Assunto não falta dentro desse gênero literário porque eles ensinavam a como lidar de forma sábia com todos os problemas comuns da vida, que são os mesmos que a gente tem hoje em dia. Só muda que a gente briga por WhatsApp. Antigamente a gente brigava de outra forma diferente. Então vou trazer algumas sentenças, algumas frases para que a gente possa entrar em contato com isso.

A primeira delas é de um papiro conhecido como o camponês eloquente. A personagem principal do papiro era um camponês que foi até a cidade vender os produtos que ele havia plantado e que ele foi enganado por um oficial do estado.
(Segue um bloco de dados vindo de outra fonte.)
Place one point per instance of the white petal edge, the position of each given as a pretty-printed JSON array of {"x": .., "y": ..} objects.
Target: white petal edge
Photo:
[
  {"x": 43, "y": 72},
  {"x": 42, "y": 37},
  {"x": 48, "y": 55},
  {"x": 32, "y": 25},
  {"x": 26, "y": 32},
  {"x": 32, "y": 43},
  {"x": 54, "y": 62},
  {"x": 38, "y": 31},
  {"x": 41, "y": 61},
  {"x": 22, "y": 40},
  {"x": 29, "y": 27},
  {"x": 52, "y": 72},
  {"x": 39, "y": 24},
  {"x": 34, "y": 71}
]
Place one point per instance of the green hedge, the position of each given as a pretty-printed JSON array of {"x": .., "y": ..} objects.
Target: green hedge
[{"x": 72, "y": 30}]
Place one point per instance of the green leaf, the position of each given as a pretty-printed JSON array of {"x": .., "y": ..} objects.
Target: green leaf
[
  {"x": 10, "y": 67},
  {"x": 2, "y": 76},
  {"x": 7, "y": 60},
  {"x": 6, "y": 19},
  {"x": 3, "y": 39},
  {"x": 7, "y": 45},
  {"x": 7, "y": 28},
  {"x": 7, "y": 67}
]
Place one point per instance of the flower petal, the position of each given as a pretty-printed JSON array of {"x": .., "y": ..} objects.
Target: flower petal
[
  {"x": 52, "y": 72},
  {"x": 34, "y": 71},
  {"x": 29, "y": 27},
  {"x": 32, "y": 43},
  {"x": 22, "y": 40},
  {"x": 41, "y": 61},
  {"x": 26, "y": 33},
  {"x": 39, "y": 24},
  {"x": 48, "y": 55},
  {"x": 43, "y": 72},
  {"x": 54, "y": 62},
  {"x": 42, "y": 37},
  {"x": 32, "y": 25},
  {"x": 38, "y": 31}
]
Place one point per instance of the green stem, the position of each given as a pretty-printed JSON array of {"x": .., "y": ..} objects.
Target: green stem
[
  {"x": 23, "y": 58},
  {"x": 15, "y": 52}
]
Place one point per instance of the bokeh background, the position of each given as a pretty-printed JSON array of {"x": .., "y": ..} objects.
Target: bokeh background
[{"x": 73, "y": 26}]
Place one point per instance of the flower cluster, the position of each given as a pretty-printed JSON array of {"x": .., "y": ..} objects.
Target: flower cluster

Um funcionário público roubou ele.

E ele decidiu não deixar barato, ele decidiu ir atrás dos superiores daquelas pessoas para que ele pudesse reaver e que aquela injustiça fosse corrigida. Ele era tão eloquente que quando ele chegou no primeiro oficial superior, esse superior ficou tão inspirado, tão emocionado pelos ensinamentos desse camponês que ele foi levando o camponês para conhecer as pessoas que estavam acima, até que chegou no faraó.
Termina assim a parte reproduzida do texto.